由驅(qū)動器管理的SMR驅(qū)動器不需要更改主機的BIOS或操作系統(tǒng)。 讀取/寫入過程的整個復(fù)雜性由驅(qū)動器本身的緩存系統(tǒng)處理。 存儲在這種驅(qū)動器上的數(shù)據(jù)的任何更改都首先在帶狀頻段之外的區(qū)域進行，并記錄在特殊的修改列表中，在西部數(shù)據(jù)公司中稱為輔助轉(zhuǎn)換器，在希捷中稱為媒體緩存。 這些修改稍后會在讀取時或在設(shè)備空閑時寫入帶狀頻段。 但是，當(dāng)連續(xù)執(zhí)行寫入操作時，驅(qū)動器最終會耗盡高速緩存空間，并在重新組合數(shù)據(jù)并將其寫入帶中時停止處理新請求一段時間。
Drive managed SMR drives do not require changes to the BIOS or operating system of the host computer. The entire complexity of the reading/writing processes is handled by the caching system of the drive itself. Any changes to the data stored on such a drive are first made in areas outside the shingled bands and registered in a special list of modifications referred to as the secondary translator in Western Digital and as media cache in Seagate models. These modifications are written to the shingled bands later while reading them, or when the device is idle. However, when writing is performed continuously, the drive eventually runs out of cache space and stops processing new requests for some time while reassembling data and writing it to the bands.

總結(jié)
To summarize.

SMR技術(shù)可以更合理地利用磁盤空間來增加硬盤容量。 將磁盤與SMR一起使用不需要對接口或驅(qū)動器的外形尺寸進行任何升級，因此，大多數(shù)用戶不會注意到向這項新技術(shù)的過渡。 缺點是與傳統(tǒng)的PMR光盤相比，寫入速度的下降很小。 顯然，如果二級轉(zhuǎn)換器或媒體緩存表丟失，這種HDD操作算法不會提高其可靠性，并使數(shù)據(jù)恢復(fù)嚴重復(fù)雜化
SMR technology applies a more rational use of disk space to increase the capacity of a hard disk.? The use of disks with SMR does not require any upgrade of the interface or the form factor of the drives, so the transition to this new technology will go unnoticed by most of the users. The disadvantage is a small drop in write speed compared to traditional PMR discs. Evidently, such an algorithm of HDD operation does not improve its reliability and seriously complicates data recovery if the secondary translator or media cache tables get lost.

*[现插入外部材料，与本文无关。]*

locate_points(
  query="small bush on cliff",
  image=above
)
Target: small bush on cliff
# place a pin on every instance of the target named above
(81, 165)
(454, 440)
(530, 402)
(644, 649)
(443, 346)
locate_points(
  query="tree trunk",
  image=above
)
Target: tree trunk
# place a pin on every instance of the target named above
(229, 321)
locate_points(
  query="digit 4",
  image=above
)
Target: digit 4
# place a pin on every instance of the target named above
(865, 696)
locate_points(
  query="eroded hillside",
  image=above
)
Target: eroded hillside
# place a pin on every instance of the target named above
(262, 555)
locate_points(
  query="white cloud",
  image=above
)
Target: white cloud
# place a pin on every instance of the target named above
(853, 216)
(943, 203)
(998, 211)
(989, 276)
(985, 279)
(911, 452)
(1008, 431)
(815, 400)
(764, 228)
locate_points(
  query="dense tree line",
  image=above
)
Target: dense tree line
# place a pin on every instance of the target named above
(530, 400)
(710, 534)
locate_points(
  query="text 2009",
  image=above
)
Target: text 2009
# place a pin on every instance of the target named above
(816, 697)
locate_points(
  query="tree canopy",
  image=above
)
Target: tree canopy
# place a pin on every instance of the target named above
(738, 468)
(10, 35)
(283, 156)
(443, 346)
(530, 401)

實際上，邏輯訪問（LBA）考慮了扇區(qū)的轉(zhuǎn)換并跳過了缺陷（隱藏在缺陷列表中）。
In practice, the logical access (LBA) takes into account the translation of sectors and skips defects (hidden in the defect lists).

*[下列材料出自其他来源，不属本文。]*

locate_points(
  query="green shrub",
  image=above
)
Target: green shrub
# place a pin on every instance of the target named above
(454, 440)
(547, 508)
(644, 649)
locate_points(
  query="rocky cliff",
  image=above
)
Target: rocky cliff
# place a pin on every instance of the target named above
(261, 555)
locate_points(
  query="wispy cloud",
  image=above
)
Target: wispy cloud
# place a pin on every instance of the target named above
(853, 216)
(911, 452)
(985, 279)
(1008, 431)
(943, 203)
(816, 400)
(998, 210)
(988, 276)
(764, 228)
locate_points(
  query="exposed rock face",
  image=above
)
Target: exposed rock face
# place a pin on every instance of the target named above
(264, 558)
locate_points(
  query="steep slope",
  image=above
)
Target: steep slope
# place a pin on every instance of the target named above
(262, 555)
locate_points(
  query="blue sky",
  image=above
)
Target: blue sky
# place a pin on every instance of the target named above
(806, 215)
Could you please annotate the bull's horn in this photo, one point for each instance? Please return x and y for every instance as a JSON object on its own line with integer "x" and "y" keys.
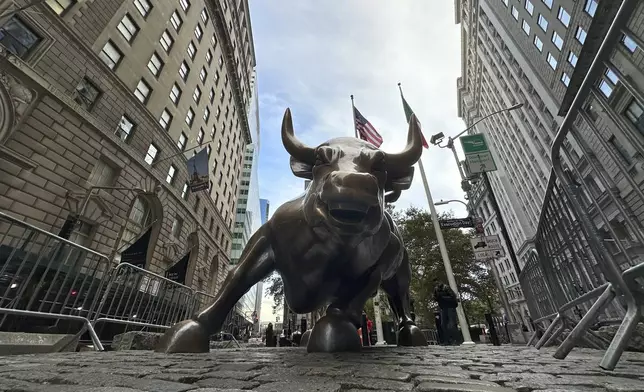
{"x": 412, "y": 152}
{"x": 292, "y": 145}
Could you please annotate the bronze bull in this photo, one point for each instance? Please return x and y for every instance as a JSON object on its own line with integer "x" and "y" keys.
{"x": 334, "y": 245}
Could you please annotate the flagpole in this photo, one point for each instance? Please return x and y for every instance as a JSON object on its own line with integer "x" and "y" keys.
{"x": 353, "y": 112}
{"x": 462, "y": 321}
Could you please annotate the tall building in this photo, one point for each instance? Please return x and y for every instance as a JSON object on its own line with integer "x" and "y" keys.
{"x": 119, "y": 94}
{"x": 248, "y": 214}
{"x": 537, "y": 52}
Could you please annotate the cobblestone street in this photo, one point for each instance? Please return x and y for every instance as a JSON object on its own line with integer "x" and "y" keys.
{"x": 474, "y": 369}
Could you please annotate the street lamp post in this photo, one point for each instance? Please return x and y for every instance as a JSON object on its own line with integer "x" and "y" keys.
{"x": 436, "y": 140}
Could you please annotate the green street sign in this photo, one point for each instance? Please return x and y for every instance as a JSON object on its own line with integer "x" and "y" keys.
{"x": 474, "y": 143}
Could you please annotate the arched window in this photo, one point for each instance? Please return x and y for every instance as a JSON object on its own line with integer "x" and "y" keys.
{"x": 139, "y": 220}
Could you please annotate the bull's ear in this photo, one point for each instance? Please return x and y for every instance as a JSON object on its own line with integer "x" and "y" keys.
{"x": 301, "y": 169}
{"x": 400, "y": 181}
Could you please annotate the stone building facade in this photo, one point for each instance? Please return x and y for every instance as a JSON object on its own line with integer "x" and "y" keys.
{"x": 537, "y": 52}
{"x": 88, "y": 99}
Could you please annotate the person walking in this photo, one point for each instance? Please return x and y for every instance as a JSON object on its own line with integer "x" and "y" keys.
{"x": 447, "y": 302}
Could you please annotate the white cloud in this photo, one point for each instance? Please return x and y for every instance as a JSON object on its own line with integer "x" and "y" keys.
{"x": 311, "y": 55}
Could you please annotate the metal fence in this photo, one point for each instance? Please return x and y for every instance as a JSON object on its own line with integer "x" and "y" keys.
{"x": 590, "y": 238}
{"x": 45, "y": 277}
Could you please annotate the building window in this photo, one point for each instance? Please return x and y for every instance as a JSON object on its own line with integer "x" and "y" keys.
{"x": 565, "y": 79}
{"x": 190, "y": 116}
{"x": 621, "y": 151}
{"x": 580, "y": 34}
{"x": 128, "y": 28}
{"x": 86, "y": 94}
{"x": 552, "y": 61}
{"x": 557, "y": 40}
{"x": 526, "y": 27}
{"x": 184, "y": 191}
{"x": 634, "y": 112}
{"x": 166, "y": 41}
{"x": 60, "y": 6}
{"x": 184, "y": 70}
{"x": 176, "y": 21}
{"x": 572, "y": 59}
{"x": 155, "y": 65}
{"x": 175, "y": 94}
{"x": 17, "y": 37}
{"x": 181, "y": 143}
{"x": 196, "y": 95}
{"x": 198, "y": 32}
{"x": 110, "y": 55}
{"x": 538, "y": 43}
{"x": 177, "y": 225}
{"x": 143, "y": 6}
{"x": 152, "y": 153}
{"x": 192, "y": 51}
{"x": 628, "y": 43}
{"x": 125, "y": 128}
{"x": 171, "y": 172}
{"x": 564, "y": 17}
{"x": 591, "y": 7}
{"x": 165, "y": 119}
{"x": 142, "y": 91}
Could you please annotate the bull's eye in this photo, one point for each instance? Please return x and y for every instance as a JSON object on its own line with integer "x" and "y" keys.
{"x": 320, "y": 158}
{"x": 379, "y": 164}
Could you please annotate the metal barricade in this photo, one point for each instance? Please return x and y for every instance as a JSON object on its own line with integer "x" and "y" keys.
{"x": 138, "y": 297}
{"x": 46, "y": 276}
{"x": 591, "y": 276}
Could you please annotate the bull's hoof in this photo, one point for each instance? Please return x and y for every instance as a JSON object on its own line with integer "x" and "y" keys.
{"x": 305, "y": 338}
{"x": 333, "y": 333}
{"x": 188, "y": 336}
{"x": 411, "y": 335}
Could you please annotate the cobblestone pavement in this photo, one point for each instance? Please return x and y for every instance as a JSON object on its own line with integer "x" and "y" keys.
{"x": 474, "y": 369}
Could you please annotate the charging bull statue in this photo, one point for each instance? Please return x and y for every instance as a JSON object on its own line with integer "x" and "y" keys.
{"x": 335, "y": 245}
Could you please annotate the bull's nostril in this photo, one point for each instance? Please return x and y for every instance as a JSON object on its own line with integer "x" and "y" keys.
{"x": 348, "y": 216}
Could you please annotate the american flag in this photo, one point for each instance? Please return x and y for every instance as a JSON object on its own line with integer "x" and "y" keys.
{"x": 366, "y": 131}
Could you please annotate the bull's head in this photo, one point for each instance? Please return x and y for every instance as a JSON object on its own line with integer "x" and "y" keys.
{"x": 350, "y": 178}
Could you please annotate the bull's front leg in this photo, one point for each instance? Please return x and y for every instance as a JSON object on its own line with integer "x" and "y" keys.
{"x": 255, "y": 263}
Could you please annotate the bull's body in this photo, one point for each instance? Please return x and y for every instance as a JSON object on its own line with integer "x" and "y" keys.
{"x": 335, "y": 245}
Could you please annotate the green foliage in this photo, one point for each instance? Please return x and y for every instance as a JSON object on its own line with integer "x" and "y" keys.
{"x": 475, "y": 285}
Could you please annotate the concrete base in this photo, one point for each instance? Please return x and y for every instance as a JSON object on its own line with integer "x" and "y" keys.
{"x": 136, "y": 340}
{"x": 12, "y": 343}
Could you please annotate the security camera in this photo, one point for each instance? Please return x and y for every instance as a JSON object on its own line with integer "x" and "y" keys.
{"x": 437, "y": 139}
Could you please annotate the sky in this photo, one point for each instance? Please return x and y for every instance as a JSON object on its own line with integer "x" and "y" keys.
{"x": 312, "y": 55}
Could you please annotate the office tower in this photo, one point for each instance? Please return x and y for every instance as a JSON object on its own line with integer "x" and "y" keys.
{"x": 117, "y": 94}
{"x": 248, "y": 214}
{"x": 537, "y": 52}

SMR驅(qū)動器按頻段組寫入數(shù)據(jù)。 第二級翻譯器考慮了這一點，HDD FW顯示了文件和文件夾的良好結(jié)構(gòu)。 但是，如果第二個轉(zhuǎn)換器（SMR）損壞，我們將在所有扇區(qū)中將其設(shè)為零。
SMR drives write the data by groups of bands. The second-level translator takes this into account, and HDD FW displays the good structure of files and folders. But if the second translator (SMR) is damaged, we will get zeros in all sectors.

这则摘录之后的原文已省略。